After making and reviewing your choices, click on the Create button, under the Triggers options group, to generate a script for the SQL Server Triggers that will be used to audit these tables, as below:

In the displayed Script window, review the T-SQL script for creating the SQL Server Triggers that will be used to audit the selected database tables, then click on the Execute option, under the SQL options group, to run the script and create the SQL Server Triggers, as shown below:

Now, the SQL Server Triggers that will be used to audit the database tables are created successfully. This means that any INSERT, UPDATE, or DELETE statement executed on these tables will be caught and logged to the audit repository.

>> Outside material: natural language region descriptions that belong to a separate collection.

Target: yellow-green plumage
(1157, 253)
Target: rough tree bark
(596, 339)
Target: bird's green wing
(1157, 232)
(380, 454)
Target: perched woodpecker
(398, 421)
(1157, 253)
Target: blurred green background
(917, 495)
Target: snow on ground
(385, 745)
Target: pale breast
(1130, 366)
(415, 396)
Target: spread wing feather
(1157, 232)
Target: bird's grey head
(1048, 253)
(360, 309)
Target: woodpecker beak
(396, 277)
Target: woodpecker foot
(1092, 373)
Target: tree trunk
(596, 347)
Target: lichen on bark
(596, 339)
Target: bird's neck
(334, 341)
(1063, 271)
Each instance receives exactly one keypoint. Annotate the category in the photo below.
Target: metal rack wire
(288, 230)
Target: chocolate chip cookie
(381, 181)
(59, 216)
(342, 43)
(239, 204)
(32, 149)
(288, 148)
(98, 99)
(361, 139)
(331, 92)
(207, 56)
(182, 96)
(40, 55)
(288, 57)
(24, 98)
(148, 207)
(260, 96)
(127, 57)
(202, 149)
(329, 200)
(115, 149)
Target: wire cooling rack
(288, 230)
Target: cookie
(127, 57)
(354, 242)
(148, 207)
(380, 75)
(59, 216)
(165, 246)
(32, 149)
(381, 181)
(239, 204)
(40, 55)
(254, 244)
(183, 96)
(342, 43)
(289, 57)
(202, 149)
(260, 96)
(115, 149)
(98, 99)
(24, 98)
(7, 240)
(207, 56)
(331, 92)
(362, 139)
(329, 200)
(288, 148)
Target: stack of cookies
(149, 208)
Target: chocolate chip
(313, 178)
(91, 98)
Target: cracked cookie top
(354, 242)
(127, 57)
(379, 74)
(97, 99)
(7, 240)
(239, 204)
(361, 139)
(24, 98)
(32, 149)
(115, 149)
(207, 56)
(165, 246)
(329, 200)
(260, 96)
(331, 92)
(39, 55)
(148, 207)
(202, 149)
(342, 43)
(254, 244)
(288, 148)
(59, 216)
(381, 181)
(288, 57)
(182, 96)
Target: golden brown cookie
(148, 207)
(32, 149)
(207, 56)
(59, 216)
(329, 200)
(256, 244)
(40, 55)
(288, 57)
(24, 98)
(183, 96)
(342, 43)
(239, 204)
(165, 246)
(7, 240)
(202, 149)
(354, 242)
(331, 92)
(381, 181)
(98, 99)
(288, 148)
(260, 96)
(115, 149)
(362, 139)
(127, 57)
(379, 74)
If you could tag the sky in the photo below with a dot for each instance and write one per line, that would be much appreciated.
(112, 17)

Let us perform some data changes on these tables, by adding new records, deleting an existing record and modify some columns values and see how these actions are audited.

ApexSQL Trigger Viewer

To view the audit logs for the performed changes, you can use the list of reports provided by the ApexSQL Trigger tool, such as Standard and Aggregate reports, or use the ApexSQL Trigger Viewer tool to browse the audit data.

ApexSQL Trigger Viewer is a reporting interface that provides you with the ability to connect to a specific ApexSQL Trigger repository and query the audit data by grouping, sorting, and filtering the data and export it to multiple files types such as Excel, CSV or PDF.

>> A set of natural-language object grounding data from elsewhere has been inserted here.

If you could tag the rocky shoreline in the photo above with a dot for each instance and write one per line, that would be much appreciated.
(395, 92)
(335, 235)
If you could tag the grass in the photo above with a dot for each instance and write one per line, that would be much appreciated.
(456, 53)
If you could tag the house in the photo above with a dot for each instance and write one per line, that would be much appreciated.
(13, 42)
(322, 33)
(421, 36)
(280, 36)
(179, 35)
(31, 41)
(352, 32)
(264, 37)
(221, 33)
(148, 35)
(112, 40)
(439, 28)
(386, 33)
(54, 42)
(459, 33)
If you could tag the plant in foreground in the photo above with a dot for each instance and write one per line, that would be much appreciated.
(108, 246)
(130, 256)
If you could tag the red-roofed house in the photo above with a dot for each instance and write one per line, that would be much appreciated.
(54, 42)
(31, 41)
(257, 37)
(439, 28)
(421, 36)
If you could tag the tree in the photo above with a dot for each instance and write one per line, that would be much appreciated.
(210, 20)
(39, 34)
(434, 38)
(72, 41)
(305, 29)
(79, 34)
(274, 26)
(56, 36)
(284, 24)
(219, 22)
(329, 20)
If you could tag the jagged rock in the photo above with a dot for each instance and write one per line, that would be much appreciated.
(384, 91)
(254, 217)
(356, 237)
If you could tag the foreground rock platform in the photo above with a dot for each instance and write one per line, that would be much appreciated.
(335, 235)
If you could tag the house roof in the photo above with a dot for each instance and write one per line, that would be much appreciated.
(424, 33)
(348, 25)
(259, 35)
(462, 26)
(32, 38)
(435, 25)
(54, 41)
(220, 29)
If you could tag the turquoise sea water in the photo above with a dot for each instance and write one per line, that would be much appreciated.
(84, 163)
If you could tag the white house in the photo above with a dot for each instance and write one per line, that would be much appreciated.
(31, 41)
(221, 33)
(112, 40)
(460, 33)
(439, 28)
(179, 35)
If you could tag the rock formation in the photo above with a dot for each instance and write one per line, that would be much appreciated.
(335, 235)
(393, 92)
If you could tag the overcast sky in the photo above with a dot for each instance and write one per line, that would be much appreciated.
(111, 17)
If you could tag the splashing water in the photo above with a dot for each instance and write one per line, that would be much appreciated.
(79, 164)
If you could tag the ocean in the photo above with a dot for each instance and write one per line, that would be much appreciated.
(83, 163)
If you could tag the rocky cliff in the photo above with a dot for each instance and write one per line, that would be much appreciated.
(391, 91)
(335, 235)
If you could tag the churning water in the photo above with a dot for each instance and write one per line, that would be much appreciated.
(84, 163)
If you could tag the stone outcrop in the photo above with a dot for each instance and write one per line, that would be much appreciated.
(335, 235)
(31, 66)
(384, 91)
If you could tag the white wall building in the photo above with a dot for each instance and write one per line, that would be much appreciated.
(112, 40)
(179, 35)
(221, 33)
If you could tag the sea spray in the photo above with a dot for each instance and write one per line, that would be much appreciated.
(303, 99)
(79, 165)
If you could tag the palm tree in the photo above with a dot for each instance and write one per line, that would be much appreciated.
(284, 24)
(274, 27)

ApexSQL Trigger Viewer can be downloaded from the ApexSQL Download page, and installed to your machine easily, using a straight-forward installation wizard, in which you only requested to accept the license agreement and specify the path for installing that tool.

To query the audit data using ApexSQL Trigger Viewer, you need to connect to the audit repository, where the ApexSQL Trigger tool keeps the audit data, by clicking on the New button and provide the name of the SQL Server instance where the repository database hosted, the name of the repository database and the credentials that will be used to connect to that instance, as shown below:

After connecting to the repository database, define the filter by filling the simple filter values, or draw your own advanced filter by providing a WHERE clause, then click on Apply to retrieve the list of audit records that meet your filter criteria, as shown below:

If you plan to review the audit data later or provide it to the security team, you can easily export the audit data by clicking on the Export option and choose the type of the generated file, from the available list, as shown below:

In addition to the detailed display for the audit data, ApexSQL Trigger Viewer provides you with an Aggregate report, that groups the audit data by tables and show the number of actions per each table, as shown below:

Audit Schema Changes

ApexSQL Trigger provides us with the ability to audit the DDL changes on the audited database. To enable the DDL audit, click on the Manage option, under the Architecture options group from the Advanced tab, then choose to include the DDL reporting stored procedures and click Install to install and enable it, as shown below:

To verify that the DDL audit is enabled, click on the Manage option under the Triggers options group of the Home tab, and check from the DDL section at the bottom of the window that the DDL audit is enabled. Also, you can check it from the status bar beside the connection information, where the DDL icon will be displayed, as shown below:

After performing a number of DDL changes on the database tables, we can use the ApexSQL Triggers Viewer tool again to review the DDL audit data, by clicking on the Schema option, under the Reports options group, fill the simple filter values or write your own WHERE clause in the advanced filter, then click on the Apply option to view the DDL audit data, with the ability to export it to different files types from the Export option, as shown below:

Conclusion

We discussed the ApexSQL Trigger (a third-party tool) in this article and learned how it is used to audit your SQL Server Database DML and DDL changes, by creating SQL Server Triggers on the audited tables.